Republicans have become a caricature.
It's clear, from my point of view anyway, that republicans are in denial. They don't realize that America has changed. They don't realize they need to address more sweeping problems and reach out to people who aren't white. They need to broaden their values to more than: no taxes, Jesus, babies and guns. They also need to have more intelligent leaders, as opposed to Rush Limbaugh, Ann Coulter, Sarah Palin and the like. Bobby Jindal, governor of New Orleans, is one of the only republicans who truly strikes me as a future leader. They need to offer real solutions because it's not the America of old.
Want to see how much in denial they are? Just listen to NPR's interview with Republican National Committee Chairman Mike Duncan.

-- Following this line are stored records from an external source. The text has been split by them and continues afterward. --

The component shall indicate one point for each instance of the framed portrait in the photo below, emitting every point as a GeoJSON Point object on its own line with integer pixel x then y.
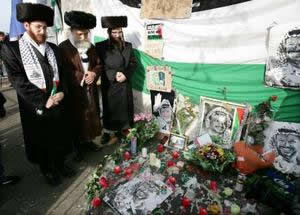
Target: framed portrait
{"type": "Point", "coordinates": [284, 139]}
{"type": "Point", "coordinates": [223, 121]}
{"type": "Point", "coordinates": [159, 78]}
{"type": "Point", "coordinates": [163, 108]}
{"type": "Point", "coordinates": [282, 68]}
{"type": "Point", "coordinates": [137, 196]}
{"type": "Point", "coordinates": [177, 141]}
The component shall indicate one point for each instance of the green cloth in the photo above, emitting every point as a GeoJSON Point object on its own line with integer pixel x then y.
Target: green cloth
{"type": "Point", "coordinates": [242, 83]}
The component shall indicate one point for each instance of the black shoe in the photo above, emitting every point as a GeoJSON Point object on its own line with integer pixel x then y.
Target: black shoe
{"type": "Point", "coordinates": [2, 112]}
{"type": "Point", "coordinates": [52, 178]}
{"type": "Point", "coordinates": [105, 139]}
{"type": "Point", "coordinates": [10, 180]}
{"type": "Point", "coordinates": [92, 146]}
{"type": "Point", "coordinates": [66, 171]}
{"type": "Point", "coordinates": [78, 156]}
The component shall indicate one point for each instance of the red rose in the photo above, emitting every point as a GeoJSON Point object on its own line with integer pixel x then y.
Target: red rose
{"type": "Point", "coordinates": [103, 182]}
{"type": "Point", "coordinates": [96, 202]}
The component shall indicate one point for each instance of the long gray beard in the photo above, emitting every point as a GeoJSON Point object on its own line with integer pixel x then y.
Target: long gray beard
{"type": "Point", "coordinates": [82, 46]}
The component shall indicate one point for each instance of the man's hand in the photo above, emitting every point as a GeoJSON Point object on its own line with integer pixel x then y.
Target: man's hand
{"type": "Point", "coordinates": [120, 77]}
{"type": "Point", "coordinates": [89, 77]}
{"type": "Point", "coordinates": [58, 97]}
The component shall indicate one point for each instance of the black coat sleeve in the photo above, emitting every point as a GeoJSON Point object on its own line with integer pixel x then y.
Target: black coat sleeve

Republicans are now gleeful over the Blago scandal. They're happy that it's not there guy soliciting sex in a toilet. But Continetti reminds them that they needn't be so cheery.
NPR: The GOP's overall situation remains poor. Barack Obama won an impressive victory in November, and the Republicans are unlikely to take back Congress anytime soon. What's more, the share of voters who identified as Republicans on Election Day was the lowest it has been in more than 20 years. And Obama won lopsided victories among groups that will only play a larger role in our politics as time goes on — young people, for example, whom Obama won by a 2-1 margin. And Latinos, whom Obama won by a similar margin. The only age group that went for McCain was 65 and older. That's not what you would call a good sign for the Republicans' long-term future.
Obama is popular, and his agenda is, too. A recent poll found that 60 percent of respondents support Obama's plans for massive infrastructure spending. Voters may be split on whether or not to bail out the Big Three auto companies. But they will not like Republicans anymore — trust me on this — if the GOP drives those companies into bankruptcy and is indirectly responsible for massive layoffs.
The GOP's problem is that it obstinately refuses to address the problems facing those Americans who do not listen to conservative talk radio.